MPIR_debug_gate. In the document accepted by the MPI Forum we have the following definition:

> MPIR_debug_gate is an integer variable that is set to 1 by the tool to notify the MPI
> processes that the debugger has attached. An MPI process may use this variable as a
> synchronization mechanism to prevent it from running away before the tool has time to
> attach to the process.
> An MPI implementation is not required to use the MPIR_debug_gate variable for synchronization. However, the MPI job control runtime system must prevent the created MPI
> processes from running beyond the return from the applications call to MPI_INIT.

In case it is not clear enough, in the section describing the startup process, we can find the following clarification:

> If the symbol MPIR_partial_attach_ok is defined in the starter process, then this
> informs the tool that the initial startup barrier is implemented by the MPI system,
> and it is not necessary to set the MPIR_debug_gate variable in any of MPI processes.
> However, if the symbol MPIR_partial_attach_ok is not defined in the starter process,
> the tool must attach and set the MPIR_debug_gate variable to 1 in each MPI processes
> to release them from the gate, even if the tool user has instructed the tool to not attach
> to all of the MPI processes.

A started process is defined as being our mpirun.
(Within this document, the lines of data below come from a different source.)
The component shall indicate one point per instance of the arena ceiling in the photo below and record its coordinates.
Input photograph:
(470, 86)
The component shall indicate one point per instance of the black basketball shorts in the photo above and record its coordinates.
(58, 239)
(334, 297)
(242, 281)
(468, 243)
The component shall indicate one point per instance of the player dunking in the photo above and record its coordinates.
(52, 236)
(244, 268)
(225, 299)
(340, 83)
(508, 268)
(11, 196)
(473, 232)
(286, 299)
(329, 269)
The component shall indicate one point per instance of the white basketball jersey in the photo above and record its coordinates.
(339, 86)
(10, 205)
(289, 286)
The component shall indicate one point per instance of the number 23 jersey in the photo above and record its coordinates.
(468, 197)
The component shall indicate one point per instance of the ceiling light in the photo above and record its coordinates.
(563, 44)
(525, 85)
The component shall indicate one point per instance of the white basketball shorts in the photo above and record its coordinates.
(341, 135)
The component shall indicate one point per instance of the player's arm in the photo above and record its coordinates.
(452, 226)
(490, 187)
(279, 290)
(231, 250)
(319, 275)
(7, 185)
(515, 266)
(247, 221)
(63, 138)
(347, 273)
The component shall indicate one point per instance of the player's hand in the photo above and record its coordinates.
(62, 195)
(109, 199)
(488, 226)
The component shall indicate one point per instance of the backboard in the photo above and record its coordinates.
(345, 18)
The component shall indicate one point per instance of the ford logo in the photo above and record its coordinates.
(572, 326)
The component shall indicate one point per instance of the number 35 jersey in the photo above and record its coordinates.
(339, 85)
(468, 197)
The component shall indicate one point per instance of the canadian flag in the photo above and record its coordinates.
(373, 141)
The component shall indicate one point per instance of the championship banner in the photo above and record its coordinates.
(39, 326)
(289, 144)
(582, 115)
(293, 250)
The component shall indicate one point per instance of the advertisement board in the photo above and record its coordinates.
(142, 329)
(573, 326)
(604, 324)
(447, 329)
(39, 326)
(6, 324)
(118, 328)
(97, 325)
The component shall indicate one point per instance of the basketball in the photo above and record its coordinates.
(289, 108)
In Open MPI MPIR_partial_attach_ok is defined, so the tool will suppose that we provide a means to synchronize the processes not based on MPIR_debug_gate. Therefore only one behavior if acceptable based on the text above: no MPIR_debug_gate=1 should be issued by the tool.

However, in the ompi_debuggers.c around line 226, we have an if that switch between the two acceptable behavior (MPIR_debug_gate or own mechanism) based on the fact that we are a standalone (slurmd or generic) or not. As generic is the ess loaded in most of the cases, I can't figure out how this works if the MPIR specification document has to be trusted.